BOGOTA, Colombia — Colombia's president on Tuesday reduced wages for members of Congress by approximately 30%, as the South American nation faces a budget crunch and gets ready to hold elections in the first semester of this year.
Congress members in Colombia earned approximately $13,000 a month last year, an amount that was about 32 times greater than the nation's minimum wage.
The vast disparity in the earnings of legislators and average Colombians has often come under scrutiny in the South American country, with some members of Congress in recent years proposing bills to reduce their own wages.
But those initiatives have failed multiple times, and have been blocked by legislators who have argued that they need high wages for myriad reasons, that include investing their savings into future political campaigns.
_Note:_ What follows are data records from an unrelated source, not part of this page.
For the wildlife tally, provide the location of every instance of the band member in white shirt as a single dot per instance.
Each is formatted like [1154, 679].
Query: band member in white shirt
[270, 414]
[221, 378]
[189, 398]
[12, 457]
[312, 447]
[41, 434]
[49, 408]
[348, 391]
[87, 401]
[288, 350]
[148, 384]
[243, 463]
With a decree issued on Tuesday, Colombian President Gustavo Petro eliminated a portion of the wages of Congress members known as the ''bonus for special services'' that was introduced over a decade ago to help cover relocation costs for members of Congress.
Without this bonus, wages received by Colombia's pampered legislators will drop to about $9,400 a month, in a country where most workers earn monthly wages of about $500 or less.
In its decree Tuesday, Colombia's government said that wages currently received by legislators are ''disproportionate in relation to the average income of the (nation's) population and the country's economic reality.''
''Austerity measures are necessary to the extent that they don't affect the fundamental rights of citizens'' the decree said.